Another international banker is James Speyer, who has as broad a German accent as though he had just arrived from Frankfurt-am-Main, where Speyers have been bankers since the 18th Century. Actually he was born in Manhattan. His interest in Manhattan history is institutionalized in the Museum of the City of New York, to which he gave $450,000. John D. Rockefeller Jr. gave the same. Persistent at the time was a story that Mr. Rockefeller wanted to give more but Mr. Speyer preferred that no gift be bigger than his.
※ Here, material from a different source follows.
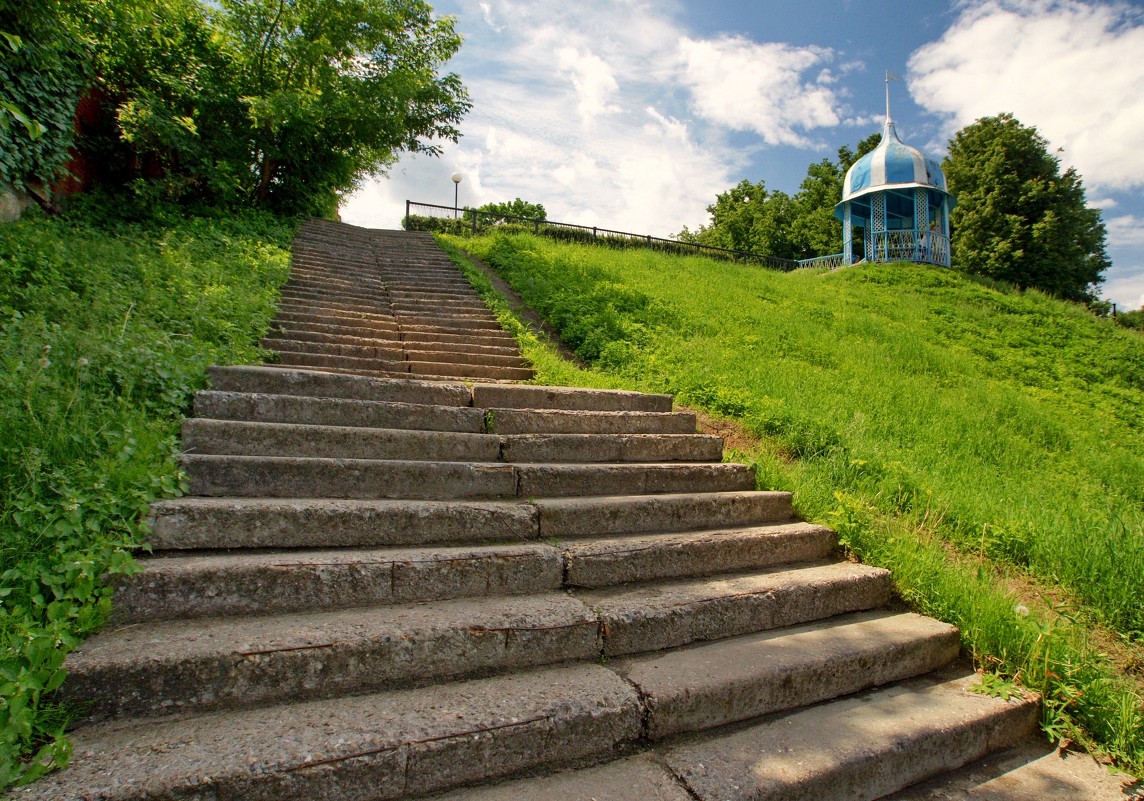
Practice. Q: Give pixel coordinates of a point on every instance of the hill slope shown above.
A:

Speyer & Co. rarely has taken part in any syndicate of which it was not the biggest member. Its Pine Street building in Manhattan, copied after Raphael's Palazzo Pandolnni in Florence, is occupied by Speyer & Co. alone.
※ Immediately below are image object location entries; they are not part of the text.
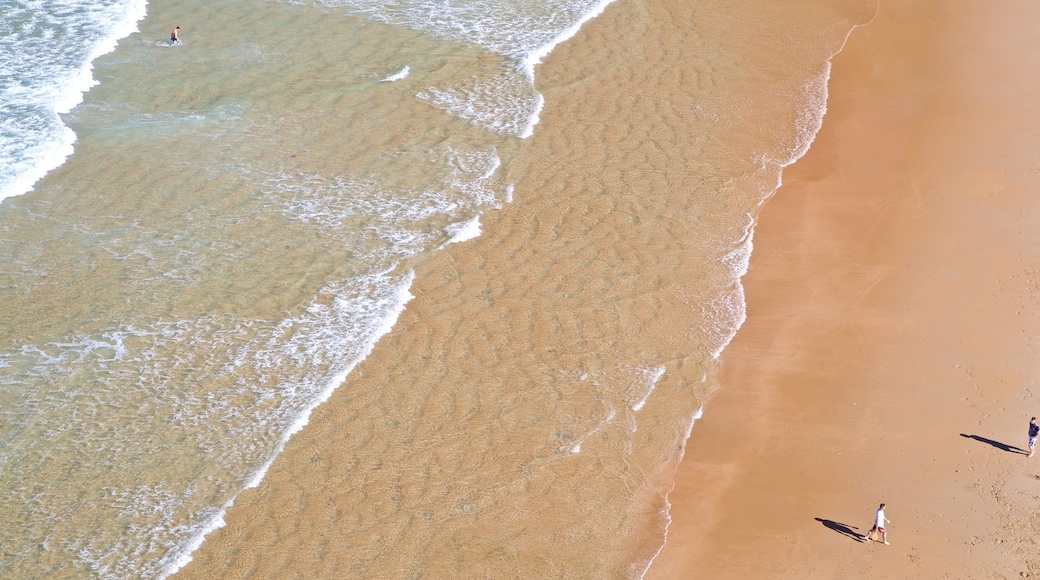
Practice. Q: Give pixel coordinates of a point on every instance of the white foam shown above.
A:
(35, 148)
(464, 230)
(182, 556)
(397, 76)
Speyer & Co. was founded in Manhattan in 1837. Its reputation grew as it sold U. S. securities in Germany during the Civil War, as it handled railroad reorganizations, as it floated the first loan to-Cuba. In 1885, James Speyer, after being bound apprentice to the family firms in Paris, London, Frankfurt, went to the U. S. firm. For at least the past 30 years he has run it in an arbitrary, single-minded fashion. He floated a vast amount of foreign loans, financed railroads, built power plants in Manila and a railroad in Bolivia. But the War upset the applecart of international finance. In 1922 Speyer's London firm dissolved; in 1934 the Lazard Speyer-Ellissen banks in Berlin and Frankfurt dissolved. Speyer & Co. also had its troubles in the U. S. Its share in foreign loans dwindled; its patronage of the St. Louis-San Francisco Railway Co. was profitable but it attracted the unfavorable attention of the ICC. Last week James Speyer, now 76, decided to retire.